The revelations come less for the characters than to the viewers. Discussions are between characters that are almost completely aware of the past and simply trying to get others to confess. What will surprise the viewer are new revelations and provocative plot points that make Tape so fascinating. There are little hints (mostly in the first fifteen minutes) that an eruption between these characters is about to take place as the unspoken tension mounts. The aforementioned buzzing and camera angles start to find their place amid all the yelling.

Working to assist the setting are the exceptional performances. Every line flows out of the talented actors so naturally, and the casting of real-life couple Hawke and Thurman adds to the friction between the two male characters. Especially fragile is Thurman, who conveys being uncomfortable in such a brutal fashion by wandering her eyes away from her supposed rapist and stifling her speech to show how nervous she is.
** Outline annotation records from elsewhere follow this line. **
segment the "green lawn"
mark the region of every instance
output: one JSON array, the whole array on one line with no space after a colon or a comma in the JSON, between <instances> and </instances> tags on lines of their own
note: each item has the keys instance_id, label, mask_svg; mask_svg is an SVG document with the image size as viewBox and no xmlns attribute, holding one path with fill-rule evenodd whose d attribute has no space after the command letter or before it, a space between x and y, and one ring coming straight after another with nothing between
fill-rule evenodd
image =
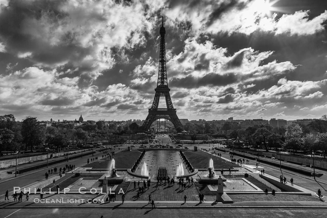
<instances>
[{"instance_id":1,"label":"green lawn","mask_svg":"<svg viewBox=\"0 0 327 218\"><path fill-rule=\"evenodd\" d=\"M130 169L141 155L138 151L121 151L115 154L115 166L116 169ZM107 169L110 161L110 158L103 161L96 161L85 165L86 167L93 169Z\"/></svg>"},{"instance_id":2,"label":"green lawn","mask_svg":"<svg viewBox=\"0 0 327 218\"><path fill-rule=\"evenodd\" d=\"M184 154L195 169L205 169L209 167L210 159L214 161L214 169L228 169L239 167L238 165L203 151L188 151Z\"/></svg>"}]
</instances>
The dialogue feels as though it might have been improvised because it feels so smooth, yet nearly all of it is in connection with the story.

Some could say that the idea of three people holed up in a room is gimmicky; an interesting idea on paper with potential to garner plenty of attention from indie-junkies and young filmmakers alike. Director Richard Linklater and the talented trio have insured that three people in a room talking endlessly can be riveting and teach a lesson about dealing with past actions. This is essentially a filmed play, because the only difference is that this version features walls. But the confined setting intensifies the tension. With the minimal running time and constant dialogue, the film whisks along at a lightning pace.

This is a gem, a real surprise that never takes the easy way out of exploring the consequences of our actions and the paths to making life-altering decisions. Just when you think the story will become conventional, it reveals something you did not see coming. Tape is a testament to why blockbuster junkies like me should turn off the Dolby Digital and turn on the IFC every now and then.